Texte | François Lapointe et Noélie Hébert Tardif, chargé.es de communication et de sensibilisation

Contribuer à développer les plans de gestion de matières résiduelles (PGMR) est une chose, mais une fois que les gouvernements et les municipalités ont organisé des infrastructures et établi des objectifs de réduction des déchets, la participation citoyenne n’est jamais instantanée. Ces décisions ont systématiquement un impact dans la gestion quotidienne de nos activités et exigent certains changements d’habitudes.

Il aura fallu près de 10 ans pour que les gens gèrent autour de 70% de leurs matières recyclables autrement qu’en les jetant à la poubelle. Le bac bleu se porte de mieux en mieux. En fait, il connaît suffisamment de succès pour que le défi soit maintenant d’assurer de meilleurs débouchés à tous ces emballages et imprimés composés de matières plastiques, de papier, de verre ou de métal qui se retrouvent dans nos centres de tri. Heureusement, les centres de tri de notre région sont performants. Continuer à recycler est la meilleure façon de s’assurer que l’industrie trouvera des solutions à long terme pour certaines matières plastiques plus problématiques. Il faut persister.

Par ailleurs, la performance des Québécois·e·s dans la récupération de matières organiques s’améliore trop lentement ; autour de 70% de nos résidus alimentaires, de nos papiers et cartons souillés d’huile ou de graisse et de nos résidus verts se retrouvent toujours au dépotoir.

Mme Noélie Hébert Tardif, chargée de communication et de sensibilisation, nous dresse un court bilan de la situation : « Instaurer le recyclage des matières organiques dans sa cuisine, entre les devoirs et les activités parascolaires, peut demander un peu de temps et d’efforts. Chez Co-éco, on accompagne les utilisateur·rice·s du bac brun en rendant disponibles les informations sur ce qui est accepté et refusé à la SÉMER. On donne aussi des trucs, comme ce qu’il faut faire pour éviter les inconvénients possibles associés au bac ; on peut penser aux odeurs en été et au gel qui peut coller les matières aux parois du bac en hiver.

Il nous faudra à peu près doubler le volume de matières putrescibles qui est détourné des dépotoirs d’ici deux ans si l’on veut respecter les objectifs du gouvernement. On travaille aussi sur la diffusion d’arguments qui peuven convaincre des gens de devenir de nouveaux·elles utilisateur·trice·s du bac brun. Par exemple, il peut être motivant de savoir que ce sont les matières organiques qui sont responsables de faire de nos dépotoirs des machines à production de gaz à effets de serre, ou de réaliser que les dépotoirs coûtent une petite fortune à construire et à maintenir en activité, et qu’il serait intelligent de les remplir deux fois moins vite en cessant d’y enfouir nos restants de table. »

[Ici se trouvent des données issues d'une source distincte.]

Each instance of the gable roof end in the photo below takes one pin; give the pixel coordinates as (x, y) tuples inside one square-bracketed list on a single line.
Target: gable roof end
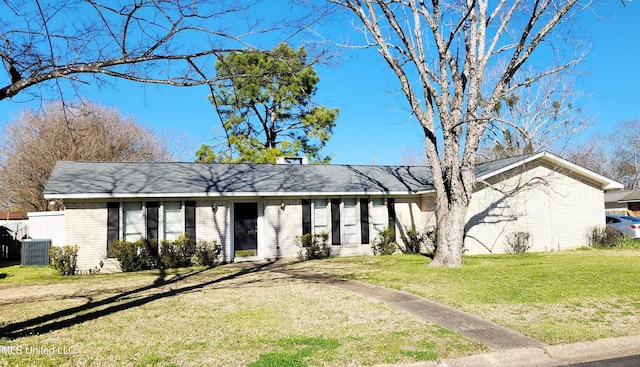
[(605, 183)]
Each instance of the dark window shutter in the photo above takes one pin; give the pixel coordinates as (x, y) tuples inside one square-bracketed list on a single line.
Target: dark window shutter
[(364, 220), (306, 216), (190, 219), (152, 220), (335, 221), (391, 210), (113, 223)]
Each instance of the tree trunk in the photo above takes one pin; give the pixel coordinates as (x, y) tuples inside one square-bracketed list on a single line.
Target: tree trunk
[(451, 222)]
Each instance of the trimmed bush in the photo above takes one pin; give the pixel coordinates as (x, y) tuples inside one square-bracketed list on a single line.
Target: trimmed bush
[(177, 253), (64, 259), (384, 243), (313, 246), (135, 256), (207, 253), (603, 236), (518, 242), (413, 241)]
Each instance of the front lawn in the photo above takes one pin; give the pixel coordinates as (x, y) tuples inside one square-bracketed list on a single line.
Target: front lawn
[(224, 316), (229, 316), (560, 297)]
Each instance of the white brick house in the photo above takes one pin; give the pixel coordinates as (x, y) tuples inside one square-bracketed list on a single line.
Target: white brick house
[(255, 211)]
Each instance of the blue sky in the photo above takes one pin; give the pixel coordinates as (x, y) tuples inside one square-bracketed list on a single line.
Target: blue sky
[(374, 121)]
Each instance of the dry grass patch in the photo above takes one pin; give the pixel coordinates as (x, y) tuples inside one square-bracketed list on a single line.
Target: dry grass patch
[(217, 317), (553, 297)]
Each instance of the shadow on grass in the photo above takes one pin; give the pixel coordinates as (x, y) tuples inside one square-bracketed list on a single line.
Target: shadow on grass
[(93, 310), (7, 263)]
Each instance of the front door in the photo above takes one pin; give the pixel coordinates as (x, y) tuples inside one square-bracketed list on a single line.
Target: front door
[(245, 220)]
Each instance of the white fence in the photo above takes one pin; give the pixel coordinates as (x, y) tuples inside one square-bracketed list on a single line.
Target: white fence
[(47, 225)]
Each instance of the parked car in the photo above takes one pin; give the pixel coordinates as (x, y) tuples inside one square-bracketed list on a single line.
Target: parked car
[(627, 225)]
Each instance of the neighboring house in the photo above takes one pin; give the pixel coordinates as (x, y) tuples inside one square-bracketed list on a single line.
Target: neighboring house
[(626, 202), (256, 211), (613, 203), (13, 228)]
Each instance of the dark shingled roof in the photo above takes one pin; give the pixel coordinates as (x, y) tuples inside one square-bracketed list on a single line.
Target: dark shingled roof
[(122, 179)]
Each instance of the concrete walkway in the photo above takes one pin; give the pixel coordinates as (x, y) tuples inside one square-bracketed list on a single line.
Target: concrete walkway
[(493, 336), (508, 348)]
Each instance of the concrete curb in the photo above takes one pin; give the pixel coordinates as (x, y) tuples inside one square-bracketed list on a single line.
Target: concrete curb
[(551, 356)]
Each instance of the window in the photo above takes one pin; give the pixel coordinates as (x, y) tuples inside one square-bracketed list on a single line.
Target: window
[(350, 221), (306, 216), (377, 216), (364, 221), (113, 223), (172, 220), (152, 220), (391, 212), (132, 212), (335, 222), (320, 216), (190, 219)]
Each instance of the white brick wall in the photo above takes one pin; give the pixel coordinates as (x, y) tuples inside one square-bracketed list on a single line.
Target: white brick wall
[(85, 225), (555, 208), (281, 227)]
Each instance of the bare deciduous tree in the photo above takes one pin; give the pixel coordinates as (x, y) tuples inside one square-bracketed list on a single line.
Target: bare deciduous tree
[(173, 42), (543, 116), (33, 143), (592, 153), (442, 53), (625, 153)]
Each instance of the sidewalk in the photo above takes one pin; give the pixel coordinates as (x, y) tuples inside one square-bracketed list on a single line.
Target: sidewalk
[(508, 348)]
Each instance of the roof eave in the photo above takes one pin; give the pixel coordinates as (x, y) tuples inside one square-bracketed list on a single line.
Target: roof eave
[(605, 183), (85, 196)]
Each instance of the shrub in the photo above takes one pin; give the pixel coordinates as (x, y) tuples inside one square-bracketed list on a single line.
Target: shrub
[(177, 253), (413, 241), (313, 246), (603, 236), (518, 242), (206, 253), (385, 243), (64, 259), (135, 256)]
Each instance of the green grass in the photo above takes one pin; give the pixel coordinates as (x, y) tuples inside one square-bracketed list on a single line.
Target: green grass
[(554, 297), (215, 317), (230, 316)]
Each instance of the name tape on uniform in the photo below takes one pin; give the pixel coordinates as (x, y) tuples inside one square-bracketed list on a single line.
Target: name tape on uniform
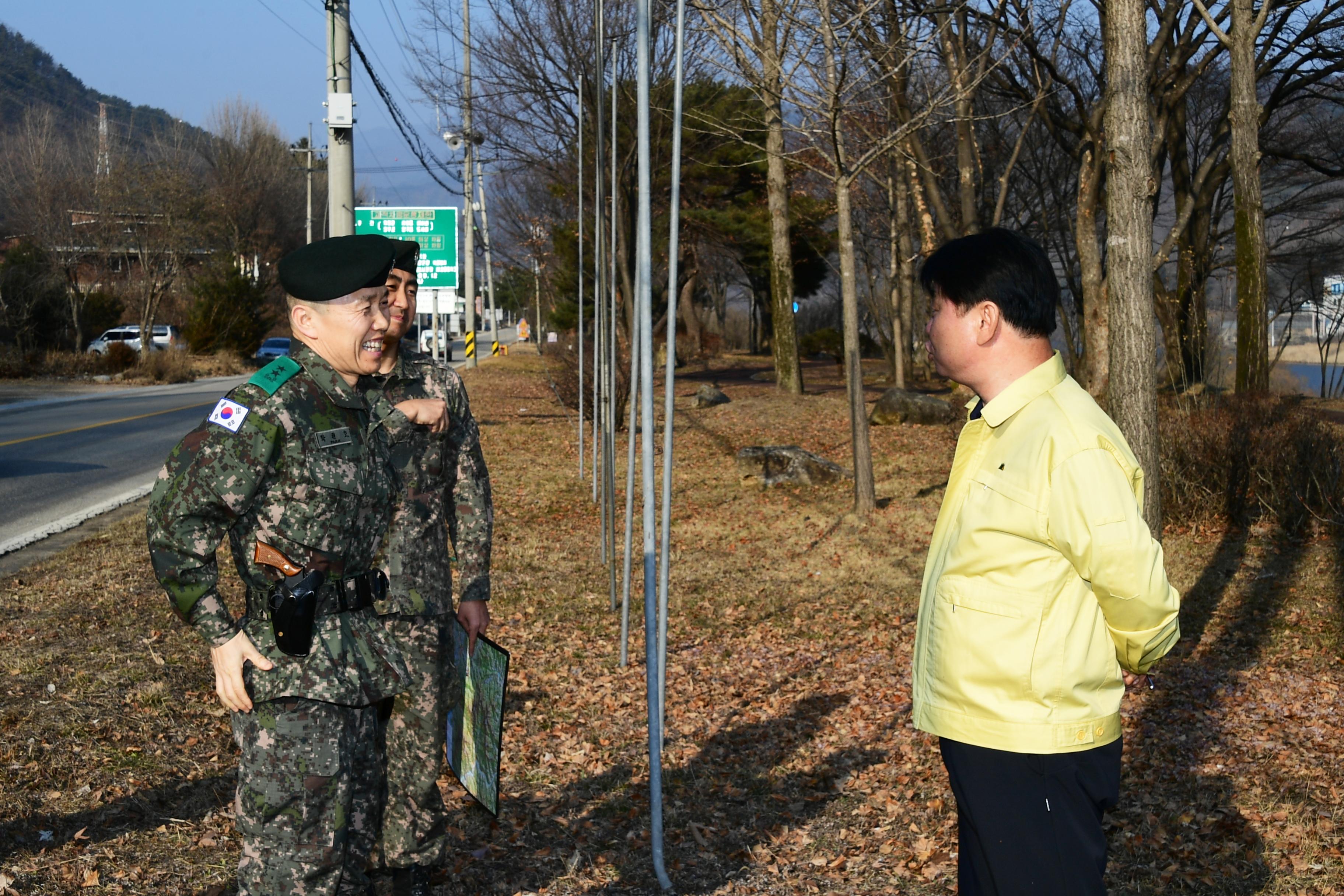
[(229, 414), (331, 438)]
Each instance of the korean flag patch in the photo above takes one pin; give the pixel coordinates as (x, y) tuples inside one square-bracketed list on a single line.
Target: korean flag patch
[(229, 414)]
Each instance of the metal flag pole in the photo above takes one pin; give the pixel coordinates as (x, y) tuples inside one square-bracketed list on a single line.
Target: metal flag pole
[(490, 258), (674, 249), (630, 497), (597, 218), (609, 362), (581, 274), (644, 315)]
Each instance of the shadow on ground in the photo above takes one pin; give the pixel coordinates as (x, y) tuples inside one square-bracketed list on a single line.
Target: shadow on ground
[(728, 790), (1214, 848), (175, 800)]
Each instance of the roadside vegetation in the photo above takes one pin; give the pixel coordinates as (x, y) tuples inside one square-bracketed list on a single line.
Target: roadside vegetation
[(791, 762)]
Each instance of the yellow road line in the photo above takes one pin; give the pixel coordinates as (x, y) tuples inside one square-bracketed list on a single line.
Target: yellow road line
[(93, 426)]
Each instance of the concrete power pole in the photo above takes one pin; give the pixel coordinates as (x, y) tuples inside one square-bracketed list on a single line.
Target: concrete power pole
[(468, 158), (340, 123)]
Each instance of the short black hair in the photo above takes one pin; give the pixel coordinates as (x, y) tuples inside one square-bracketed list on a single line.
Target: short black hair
[(998, 266)]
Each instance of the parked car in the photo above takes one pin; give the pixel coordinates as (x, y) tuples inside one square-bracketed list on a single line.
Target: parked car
[(445, 343), (271, 350), (164, 336)]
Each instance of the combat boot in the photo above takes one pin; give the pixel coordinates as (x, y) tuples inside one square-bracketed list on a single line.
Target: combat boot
[(412, 882)]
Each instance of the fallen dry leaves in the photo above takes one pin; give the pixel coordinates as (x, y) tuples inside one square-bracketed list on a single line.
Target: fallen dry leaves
[(791, 766)]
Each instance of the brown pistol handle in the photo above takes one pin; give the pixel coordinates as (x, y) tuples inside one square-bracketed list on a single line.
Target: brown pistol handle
[(271, 557)]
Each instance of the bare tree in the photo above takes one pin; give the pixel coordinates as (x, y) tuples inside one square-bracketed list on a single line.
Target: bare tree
[(1134, 386), (156, 214), (255, 191), (52, 189), (757, 38)]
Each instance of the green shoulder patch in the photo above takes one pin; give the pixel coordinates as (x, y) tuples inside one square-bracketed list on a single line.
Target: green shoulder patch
[(275, 375)]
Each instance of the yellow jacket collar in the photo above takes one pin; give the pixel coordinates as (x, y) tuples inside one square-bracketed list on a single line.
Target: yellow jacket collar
[(1023, 390)]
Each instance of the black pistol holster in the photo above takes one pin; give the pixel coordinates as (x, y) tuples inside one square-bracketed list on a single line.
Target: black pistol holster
[(296, 602), (294, 612)]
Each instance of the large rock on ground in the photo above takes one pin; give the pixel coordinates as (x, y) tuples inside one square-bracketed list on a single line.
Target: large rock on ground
[(900, 406), (787, 465), (709, 397)]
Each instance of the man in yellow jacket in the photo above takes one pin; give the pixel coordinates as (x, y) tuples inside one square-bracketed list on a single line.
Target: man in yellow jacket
[(1045, 593)]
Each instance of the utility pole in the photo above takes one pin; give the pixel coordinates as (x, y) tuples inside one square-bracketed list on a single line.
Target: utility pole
[(308, 228), (581, 273), (537, 283), (490, 261), (468, 158), (308, 171), (340, 123)]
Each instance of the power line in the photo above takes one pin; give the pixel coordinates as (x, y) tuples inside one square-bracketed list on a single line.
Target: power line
[(301, 35), (400, 120), (386, 68)]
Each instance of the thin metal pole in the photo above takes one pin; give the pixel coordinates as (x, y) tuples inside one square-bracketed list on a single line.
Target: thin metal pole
[(644, 315), (630, 501), (668, 382), (581, 274), (468, 268), (611, 360), (340, 140), (490, 260), (597, 214)]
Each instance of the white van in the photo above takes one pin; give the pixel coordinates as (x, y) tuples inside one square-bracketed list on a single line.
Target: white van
[(164, 336)]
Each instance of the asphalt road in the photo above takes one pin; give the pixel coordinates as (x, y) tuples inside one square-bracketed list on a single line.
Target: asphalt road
[(83, 456), (73, 457)]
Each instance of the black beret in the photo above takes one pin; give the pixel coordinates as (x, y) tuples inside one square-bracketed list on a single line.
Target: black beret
[(339, 266), (408, 254)]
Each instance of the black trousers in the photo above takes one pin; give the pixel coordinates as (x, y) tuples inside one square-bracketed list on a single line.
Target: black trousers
[(1030, 824)]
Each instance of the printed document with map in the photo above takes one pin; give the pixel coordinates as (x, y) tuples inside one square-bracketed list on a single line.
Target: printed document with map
[(476, 721)]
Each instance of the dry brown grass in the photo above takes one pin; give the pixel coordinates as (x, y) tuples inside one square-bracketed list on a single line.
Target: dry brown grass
[(791, 765)]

Depuis qu’il est entré en fonction en septembre 2019, M. François Lapointe, chargé de communication, a été impressionné par la quantité d’initiatives soutenues par Co-éco pour diffuser l’information : « Ateliers dans les écoles et lors d’événements publics, ligne info, campagnes de sensibilisation Mon bac brun, ma solution d’avenir ; dans les médias traditionnels comme dans les médias sociaux sur de nombreux sujets comme l’utilisation du bac brun ou l’herbicyclage, organisation d’événement avec les partenaires comme la journée “Répare tes trucs”, production des calendriers de collectes de plusieurs municipalités ; et cette liste n’est même pas exhaustive. Nous avons ajouté à cette approche communicationnelle déjà chargée la production plus régulière de courtes vidéos. La réaction est bonne, les gens sont intéressés par une information fiable sur les questions d’environnement et adaptée à leur réalité locale. »

M. Lapointe a aussi pu observer l’importance d’une information accessible pendant une période de changements dans les politiques du gouvernement provincial dans la gestion des matières résiduelles : « On a reçu plusieurs appels sur la ligne info de personnes qui se demandaient si elles devaient continuer à mettre leurs bouteilles de vin au bac bleu. On a pu indiquer à ces gens que oui, il était préférable de continuer à recycler le verre en attendant que le gouvernement mette en place des points de service pour le dépôt de contenants en consignation. Beaucoup de changements sont annoncés, et il y en aura d’autres à venir. Il sera utile d’être présent pour informer les citoyen·ne·s », conclut M. Lapointe.